На самом же деле Алина смеялась над собой и над ним, над своим дурацким приключением накануне неожиданного приезда мужа, смеялась, вспоминая неумелые мальчишеские ласки Георгия и подавляя невесть откуда взявшуюся горечь. Женщина она была неглупая и добрая, способная художница, в общем-то весьма рассудительная, но в их кругу почему-то за ней утвердилась слава неожиданной женщины, и она иногда выкидывала неожиданные номера, возьмет да уедет вдруг ни с того ни с сего в какой-нибудь город или вот сделает то, что вчера, но, впрочем, может быть, она действительно была неожиданной женщиной, как и все остальные, впрочем, женщины.
– Хелло, друг, – сказал, подходя, Леван, – посмотри, какую я заметил женщину. Великолепная женщина.
Он показал на Алину.
– Это моя женщина, – сказал Георгий, и от счастья и гордости все струны в нем натянулись и загудели. – Не смотри на нее, Леван. Любовь, понимаешь.
– Понятно, Гоги, – сказал Леван и скрестил руки на груди. – Друзья одной помадой губ не мажут.
Он был доволен, что высказал один из параграфов своего курортного рыцарского кодекса.
Георгий зашагал к Алине, чуть-чуть, вежливо взяв за талию, подвинул мужчину и поклонился ей.
– Ого! – сказал мужчина, взглянув на него. – Горный орел!
Алина танцевала ловко и красиво, но, конечно, не так, как тогда она танцевала. Георгий встревожился, глядя ей в очки и пытаясь уловить выражение глаз. Увы, очки отсвечивали, лишь иногда мелькали в них зрачки, но понять что-нибудь было невозможно.

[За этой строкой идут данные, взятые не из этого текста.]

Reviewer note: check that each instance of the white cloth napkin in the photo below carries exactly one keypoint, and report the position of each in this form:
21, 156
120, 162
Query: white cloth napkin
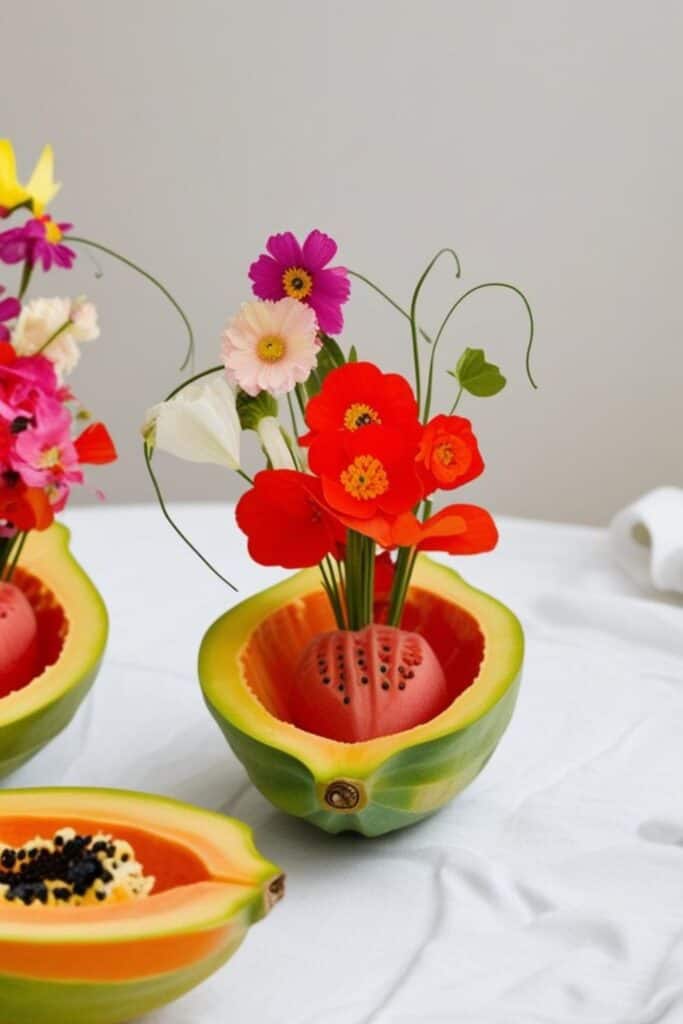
647, 539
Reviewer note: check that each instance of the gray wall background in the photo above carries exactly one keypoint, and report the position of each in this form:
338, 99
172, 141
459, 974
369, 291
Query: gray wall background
541, 138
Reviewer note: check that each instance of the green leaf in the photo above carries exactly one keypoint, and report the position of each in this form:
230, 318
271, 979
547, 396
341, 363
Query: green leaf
477, 376
252, 410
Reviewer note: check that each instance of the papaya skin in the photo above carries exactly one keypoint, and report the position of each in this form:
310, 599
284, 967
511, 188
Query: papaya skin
108, 964
376, 785
73, 630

– Алина, давай уйдем, – шепнул он, как она шептала ему тогда.
– Приехал мой муж, – усмехнулась она, – и поэтому… ты же понимаешь… и вообще не будем вспоминать и…

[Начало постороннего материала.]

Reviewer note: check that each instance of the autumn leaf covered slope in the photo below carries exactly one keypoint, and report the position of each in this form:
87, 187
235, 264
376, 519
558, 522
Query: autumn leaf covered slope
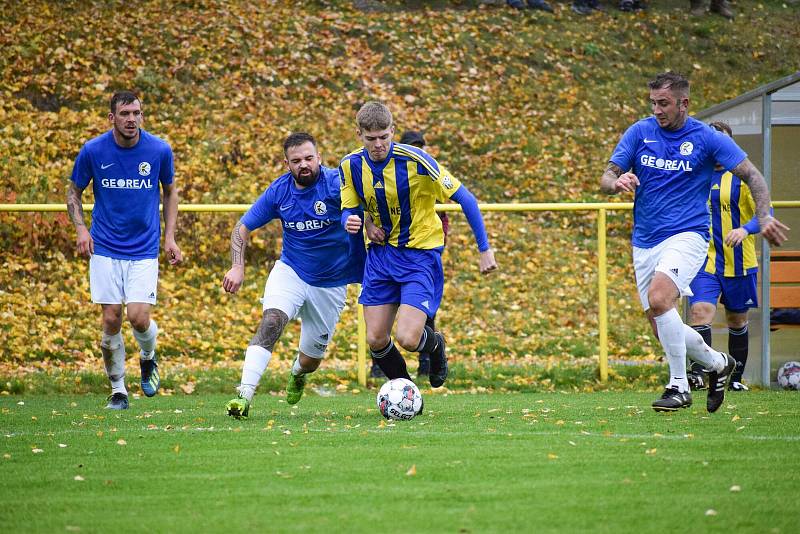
522, 107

– Давай уйдем, – шепнул он, не вслушиваясь в ее слова, а только чувствуя течение речи.
– Я же говорю тебе, муж приехал, – с маленьким раздражением произнесла она, – мой законный муж, серьезный человек.
– Какой муж, что ты говоришь? – в ужасе и смятении забормотал он. – Глупости говоришь, дорогая…
Они танцевали в центре площадки, а вокруг бушевал вечер отдыха, и под крик и визг культурников танцующие очищали место действия то ли для бега в мешках, то ли для ловли призов с завязанными глазами. Они остались одни. Музыка смолкла. К ним уже бежали культурники, а Гоги все не отпускал Алину.
– Пусти немедленно, – зло прошептала она. – Мальчишка, дурак, пусти!
На шее у нее вздулись вены.
– Я твой муж! – закричал вдруг Георгий. – Я тебя увезу! Я тебя спрячу! Я не отдам…
Происходило что-то дикое и нелепое. Их окружили культурники, еще какие-то люди. Все кричали:
– Позор! Совсем обнаглели!
Какие-то лица мелькали перед Гоги: ощеренные лица Левана и его дружков, ее лицо без глаз, с огромными стеклами, деловые лица дружинников, возмущенные лица, ухмыляющиеся, тяжелое лицо того человека, ее мужа, его тяжелая рука…
Тут произошла вспышка, похожая на длинный кустистый разряд молнии, и рассеченное время стало плавиться, оползать, зрение Гоги застил красный туман – это его военная древняя кровь хлынула в мозг, он закричал что-то, чего и не знал никогда, и он не помнил потом, что он сделал, а опомнился через секунду уже в руках двух дружинников.